Mulut Gladys menganga, dia bahkan sampai menutup telinganya dengan tangan ketika piring itu pecah, kemudian menatap Jidan dengan semburan amarah yang luar biasa. “KALAU NGGAK MAU TUH YA UDAH, NGGAK USAH PAKAI DIBANTING! NGGAK BISA NGEHARGAIN BANGET USAHA ORANG, YA!?”

Jidan panik, seketika dia kembali kepada kewarasannya yang hilang.

“DASAR GURU SINTING! NGGAK BISA NGEHARGAIN ORANG DAN MAINNYA KEKERASAN!” bentaknya sekali lagi sebelum pergi dari sana, berjalan kesal ke arah kamarnya, dan membanting pintu dengan kencang.

Saat itu Jidan hanya bisa mematung di tempatnya.

—76


Kiara langsung menghempaskan tubuhnya ke kasur, menatap langit-langit kamar kostnya, mengembuskan napas.
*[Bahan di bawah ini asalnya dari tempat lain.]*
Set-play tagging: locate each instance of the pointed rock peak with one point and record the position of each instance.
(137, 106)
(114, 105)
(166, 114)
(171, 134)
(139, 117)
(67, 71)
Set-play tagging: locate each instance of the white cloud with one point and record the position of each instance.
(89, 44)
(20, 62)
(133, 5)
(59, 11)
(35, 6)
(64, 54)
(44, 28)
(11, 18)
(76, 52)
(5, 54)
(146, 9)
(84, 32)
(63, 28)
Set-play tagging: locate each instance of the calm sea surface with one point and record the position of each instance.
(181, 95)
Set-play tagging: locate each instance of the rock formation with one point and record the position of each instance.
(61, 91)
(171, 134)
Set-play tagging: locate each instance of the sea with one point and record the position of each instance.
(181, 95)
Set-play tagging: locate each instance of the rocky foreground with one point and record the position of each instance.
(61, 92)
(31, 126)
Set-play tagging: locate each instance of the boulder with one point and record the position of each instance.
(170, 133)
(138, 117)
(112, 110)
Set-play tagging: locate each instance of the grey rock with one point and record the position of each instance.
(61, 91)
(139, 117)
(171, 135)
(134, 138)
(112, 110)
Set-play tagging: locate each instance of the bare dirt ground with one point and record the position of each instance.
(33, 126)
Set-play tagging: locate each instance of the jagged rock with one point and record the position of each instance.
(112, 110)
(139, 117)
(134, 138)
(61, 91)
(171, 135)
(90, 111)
Dari dalam sana, dia bisa mendengar Gladys meneriaki Narga yang baru akan pergi dengan kencang, mengancam jika tidak menceritakan apa yang terjadi pada lelaki itu yang baru berhadapan dengan Kiara.

Lalu entah apa yang sedang Kiara pikirkan, dia melompat dari tempat tidurnya, kembali keluar dari kamar, dan terburu berjalan ke arah pintu balkon, membuka gordennya sedikit untuk bisa mengintip ke bawah, melihat Narga yang baru keluar melewati gerbang kostan. Lelaki itu berhenti sejenak, dan dia menatap ke atas, tepat ke balkon, dan pandangannya bertubrukkan langsung dengan Kiara yang ketika sadar bahwa Narga juga melihatnya, dia segera menutup rapat-rapat gorden tersebut. Dia bisa melihat bagaimana lelaki itu tersenyum kecil padanya.

Saat keributan di bawah sana kembali terdengar, antara Gladys dan Jidan, Kiara buru-buru kembali ke kamarnya, lalu duduk di hadapan meja rias, menatap pantulan dirinya sendiri di sana. Wajah lelah itu begitu terlihat. Stres, frustrasi, tertekan, dan rasanya dia sendiri lupa kapan terakhir kali merasa bahagia terhadap hidup yang dijalaninya. Lantas, bagaimana Narga bisa begitu yakin dapat membuatnya bahagia sedangkan dia sendiri tak tahu caranya?

Kiara bergeming. Ingatannya kembali memutar kejadian beberapa saat lalu saat dia baru sampai kostan, saat secara kebetulan, Narga yang baru mengunjungi kamar kost Gladys, berhadapan dengannya. Kiara baru akan naik ke atas, dan Narga baru turun ke bawah.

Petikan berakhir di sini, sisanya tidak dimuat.